UCLA institute to help biologists, doctors mine ‘big data’
Millions upon millions of medical records and test results. Countless DNA sequences. Hard drives stuffed with images of all kinds — pictures of cells, scans of body parts. It’s all part of the deluge of information often known as “big data,” an ever-growing stockpile of digital material that scientists hope will reveal insights about biology and lead to improvements in medical care.
UCLA intends to position itself at the center of the effort.

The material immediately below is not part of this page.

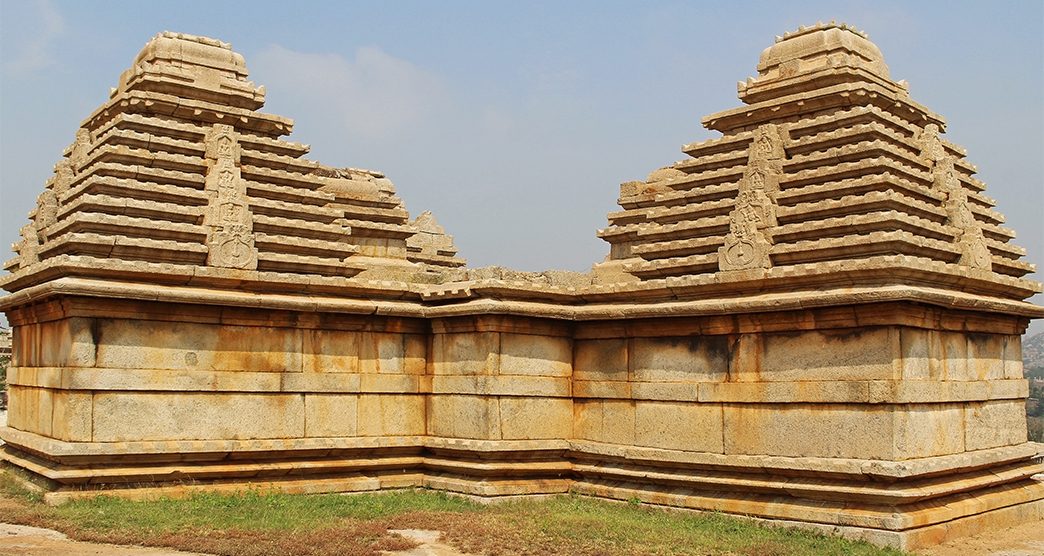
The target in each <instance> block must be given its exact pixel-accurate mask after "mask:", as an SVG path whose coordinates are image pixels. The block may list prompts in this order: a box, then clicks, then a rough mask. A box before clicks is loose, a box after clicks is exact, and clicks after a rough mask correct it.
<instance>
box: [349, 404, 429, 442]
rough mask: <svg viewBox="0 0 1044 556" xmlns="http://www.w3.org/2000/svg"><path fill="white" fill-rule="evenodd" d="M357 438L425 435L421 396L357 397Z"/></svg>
mask: <svg viewBox="0 0 1044 556" xmlns="http://www.w3.org/2000/svg"><path fill="white" fill-rule="evenodd" d="M358 404H359V417H358V434H359V436H414V435H422V434H424V427H425V425H424V420H425V419H424V413H425V404H424V396H423V395H395V394H361V395H359V402H358Z"/></svg>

The school’s new Institute for Quantitative and Computational Biosciences, which administrators are expected to announce Tuesday, will bring together researchers and computer experts from the medical school and other departments throughout the UCLA campus to help make sense of the data, university leaders said.
Analyzing big data might help scientists understand how genes interact with the environment to promote good health or cause disease, and provide a clearer understanding of which medical treatments work best for particular populations, or in particular circumstances.
“It’s figuring out the signals from the noise,” said UCLA Division of Life Sciences Dean Victoria Sork, who said that the university had invested $50 million altogether in the field of computational biosciences so far, hiring new faculty and improving facilities.
“UCLA has all these experts, but we were lacking the people and thinkers to say, how do we develop the tools to make the discoveries?” she said.
Sork said that administrators started working about five years ago on the idea for the institute, which will link big-data efforts in the life sciences across campus.
The research center will provide training for students and faculty members on how to work with large data sets, said Alexander Hoffmann, director of the institute and a professor of microbiology, immunology and molecular genetics at UCLA. It should also help scientists hear about potentially useful sources of data such as the University of California Research eXchange, which maintains a searchable database of 12 million electronic health records compiled from patients at the five UC medical centers (the patients’ identities are not revealed.)
The trouble with big data, Hoffmann said, isn’t volume. It’s complexity.
“I may have genetic data, or imaging data. I may have sleep-pattern data, or exercise data. I may have data on what people eat,” he said. “Figuring out how the pieces go together takes computer science.”
Many universities want to develop big-data expertise these days, said Philip E. Bourne, associate director for data science at the National Institutes of Health.
Bourne, a former professor at UC San Diego who has worked with Hoffmann in the past, said UCLA’s investment is significant and a regional first in integrating big data to solve biomedical problems.
In the Los Angeles area, both USC and UCLA recently received NIH grants to fund biomedical research using big data. USC has said it will spend $1 billion on big data, including many projects beyond biomedical research.